All of lore.kernel.org
 help / color / mirror / Atom feed
From: John Ogness <john.ogness@linutronix.de>
To: Petr Mladek <pmladek@suse.com>
Cc: Sergey Senozhatsky <senozhatsky@chromium.org>,
	Steven Rostedt <rostedt@goodmis.org>,
	Thomas Gleixner <tglx@linutronix.de>,
	linux-kernel@vger.kernel.org,
	Greg Kroah-Hartman <gregkh@linuxfoundation.org>
Subject: Re: [PATCH printk v3 14/15] printk: extend console_lock for proper kthread support
Date: Thu, 21 Apr 2022 16:36:25 +0206	[thread overview]
Message-ID: <875yn2h5ku.fsf@jogness.linutronix.de> (raw)
In-Reply-To: <20220421124119.GB11747@pathway.suse.cz>

On 2022-04-21, Petr Mladek <pmladek@suse.com> wrote:
>> --- a/kernel/printk/printk.c
>> +++ b/kernel/printk/printk.c
>> @@ -2603,9 +2666,10 @@ static int console_cpu_notify(unsigned int cpu)
>>  		/* If trylock fails, someone else is doing the printing */
>>  		if (console_trylock())
>>  			console_unlock();
>> -
>> -		/* Wake kthread printers. Some may have become usable. */
>> -		wake_up_klogd();
>> +		else {
>> +			/* Some kthread printers may have become usable. */
>> +			wake_up_klogd();
>
> Do you have any particular scenario in mind, please?
> Could CPU hotplug put any printk kthread into a sleep?

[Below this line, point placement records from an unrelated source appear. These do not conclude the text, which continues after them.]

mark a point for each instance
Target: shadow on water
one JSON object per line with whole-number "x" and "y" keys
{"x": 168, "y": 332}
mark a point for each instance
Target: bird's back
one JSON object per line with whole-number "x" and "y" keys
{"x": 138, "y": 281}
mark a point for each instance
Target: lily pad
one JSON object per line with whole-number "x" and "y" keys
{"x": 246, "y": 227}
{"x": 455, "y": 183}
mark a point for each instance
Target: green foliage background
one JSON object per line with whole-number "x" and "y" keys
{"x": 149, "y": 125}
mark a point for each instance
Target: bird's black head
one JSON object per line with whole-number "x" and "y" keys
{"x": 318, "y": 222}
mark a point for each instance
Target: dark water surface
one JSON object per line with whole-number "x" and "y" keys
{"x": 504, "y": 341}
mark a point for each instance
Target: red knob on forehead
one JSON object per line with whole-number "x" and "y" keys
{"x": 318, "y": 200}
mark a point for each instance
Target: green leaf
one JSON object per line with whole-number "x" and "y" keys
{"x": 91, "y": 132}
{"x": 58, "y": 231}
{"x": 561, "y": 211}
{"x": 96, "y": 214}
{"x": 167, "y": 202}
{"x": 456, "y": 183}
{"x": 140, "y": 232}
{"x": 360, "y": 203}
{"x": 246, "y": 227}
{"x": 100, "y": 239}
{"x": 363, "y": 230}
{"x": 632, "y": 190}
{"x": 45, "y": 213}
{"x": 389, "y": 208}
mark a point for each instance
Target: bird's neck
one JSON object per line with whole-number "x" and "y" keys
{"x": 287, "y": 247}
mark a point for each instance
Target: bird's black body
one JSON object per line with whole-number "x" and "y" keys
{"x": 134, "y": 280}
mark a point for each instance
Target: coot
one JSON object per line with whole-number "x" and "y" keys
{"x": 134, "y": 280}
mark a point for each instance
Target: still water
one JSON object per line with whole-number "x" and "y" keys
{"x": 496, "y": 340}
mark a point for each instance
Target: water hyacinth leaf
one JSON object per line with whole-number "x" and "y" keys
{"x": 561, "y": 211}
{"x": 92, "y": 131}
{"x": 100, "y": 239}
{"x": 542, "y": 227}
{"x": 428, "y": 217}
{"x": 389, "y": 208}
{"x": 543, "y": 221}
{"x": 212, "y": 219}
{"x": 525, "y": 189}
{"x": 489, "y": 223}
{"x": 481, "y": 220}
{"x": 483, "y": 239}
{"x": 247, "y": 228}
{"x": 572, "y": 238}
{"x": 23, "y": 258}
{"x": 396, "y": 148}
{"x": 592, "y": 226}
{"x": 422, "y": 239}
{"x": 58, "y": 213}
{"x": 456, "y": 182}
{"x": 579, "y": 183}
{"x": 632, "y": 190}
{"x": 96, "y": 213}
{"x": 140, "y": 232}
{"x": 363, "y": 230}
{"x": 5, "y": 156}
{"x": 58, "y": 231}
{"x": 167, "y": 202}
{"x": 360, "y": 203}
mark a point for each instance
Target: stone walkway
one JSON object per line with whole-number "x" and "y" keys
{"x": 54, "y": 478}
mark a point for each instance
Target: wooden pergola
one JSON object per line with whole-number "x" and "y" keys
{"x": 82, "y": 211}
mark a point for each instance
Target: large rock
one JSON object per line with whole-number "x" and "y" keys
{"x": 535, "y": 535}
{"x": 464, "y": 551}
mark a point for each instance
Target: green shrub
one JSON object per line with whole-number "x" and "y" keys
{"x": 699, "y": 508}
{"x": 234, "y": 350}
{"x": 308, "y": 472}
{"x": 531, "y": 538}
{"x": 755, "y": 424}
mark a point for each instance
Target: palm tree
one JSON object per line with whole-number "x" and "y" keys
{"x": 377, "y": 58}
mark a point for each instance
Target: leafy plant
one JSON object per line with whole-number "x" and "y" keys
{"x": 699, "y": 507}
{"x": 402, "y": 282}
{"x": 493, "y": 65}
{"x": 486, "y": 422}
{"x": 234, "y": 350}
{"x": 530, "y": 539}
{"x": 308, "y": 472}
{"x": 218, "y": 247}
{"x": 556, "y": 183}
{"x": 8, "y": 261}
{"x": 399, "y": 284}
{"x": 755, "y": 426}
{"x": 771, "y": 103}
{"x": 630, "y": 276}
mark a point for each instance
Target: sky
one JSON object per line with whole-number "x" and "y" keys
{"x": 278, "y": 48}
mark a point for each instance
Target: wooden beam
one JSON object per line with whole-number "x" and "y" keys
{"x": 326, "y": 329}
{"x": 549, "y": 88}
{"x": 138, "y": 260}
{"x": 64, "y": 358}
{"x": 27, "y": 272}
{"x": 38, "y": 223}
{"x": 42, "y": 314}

I do not have a particular scenario. My reasoning was that a CPU coming
online would affect the conditions of __console_is_usable() for consoles
without CON_ANYTIME. Of course, it would mean that previously a kthread
went to sleep because it was trying to print from a CPU that was
offline. I am doubtful that such a scenario is possible. But you did
uncover some bizarre code paths where task migration could fail during
CPU offlining.

Anyway, you suggested to keep the CON_ANYTIME checks for kthreads in
there. So it seems correct to wake threads anytime the
printer_should_wake() conditions change.

>> @@ -2625,11 +2689,33 @@ void console_lock(void)
>>  	down_console_sem();
>>  	if (console_suspended)
>>  		return;
>> +	console_kthreads_block();
>>  	console_locked = 1;
>>  	console_may_schedule = 1;
>>  }
>>  EXPORT_SYMBOL(console_lock);
>>  
>> +/*
>> + * Lock the console_lock, but rather than blocking all the kthread printers,
>> + * lock a specified kthread printer and hold the lock. This is useful if
>> + * console flags for a particular console need to be updated.
>> + */
>> +void console_lock_single_hold(struct console *con)
>> +{
>> +	might_sleep();
>> +	down_console_sem();
>> +	mutex_lock(&con->lock);
>> +	console_locked = 1;
>> +	console_may_schedule = 1;
>
> This looks wrong. It is a global flag that could be modified
> only when all consoles are blocked.

You are correct. is_console_locked() needs to return false in this
scenario. I will leave out the @console_lock setting and insert a
comment to clarify why.

> This API blocks only the single console. The other consoles are still
> allowed to print actively.

That is the point. VT does not care about the other printers. VT is
using @console_locked to protect itself against itself.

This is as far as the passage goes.